Manual

Introduction
Basic usage and input files
Output files
Read preprocessing
V/J segment alignment
V/J segment alignment (paired-end)
V/J segment alignment (Expert settings)
Quality filtering
Barcoding
Postprocessing / Clustering
Performance
Other options

Introduction

IMSEQ is a tool for the analysis of T- and B-cell receptor chain sequences. It can be used to analyse either single-read data, where the reads cover the V-CDR3-J region sufficiently for an identification, or paired-end data where one read covers the V-region and one read covers the J- and CDR3-region. The latter read has to cover only a small fraction of the V-segment, sufficient for the localization of the Cys-104 motif (TODO- Correct spelling in IMSEQ app). This manual will begin with a listing of the command line arguments and their intended use, and then preset some vignettes that demonstrate the intended use of IMSEQ. The simplest IMSEQ command is used to show a complete list of options on the com- mand line:

$ imseq --help

This command will show the expected syntax of each of the command line arguments, e.g.:

-oa, --out-amino STR
      Output file path for translated clonotypes.

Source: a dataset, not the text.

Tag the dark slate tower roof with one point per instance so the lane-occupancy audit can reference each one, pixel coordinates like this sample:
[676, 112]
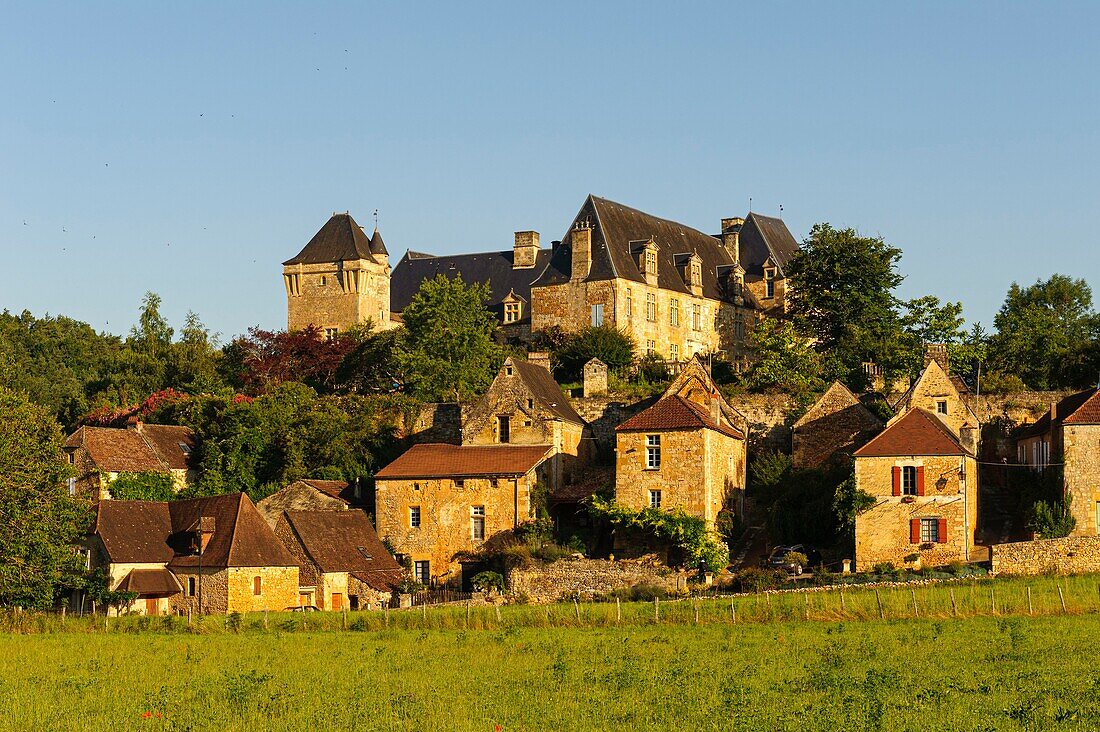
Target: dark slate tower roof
[339, 240]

For each argument, there is a short form (here: -oa) which is predeced by a single dash, and an equivalent long form (–out-amino) that is preced by two dashes. Either form can be used interchangably. For each argument, the required parameter type is given:

STR	A string, i.e., and combination of letters, numerals, or the underscore character (_)
NUM	A valid number
FILE	Absolute or relative path to a file that already exists on the file system.

If no parameter type is specified, the argument does not accept any parameters and is used as a flag to enable or disable a feature.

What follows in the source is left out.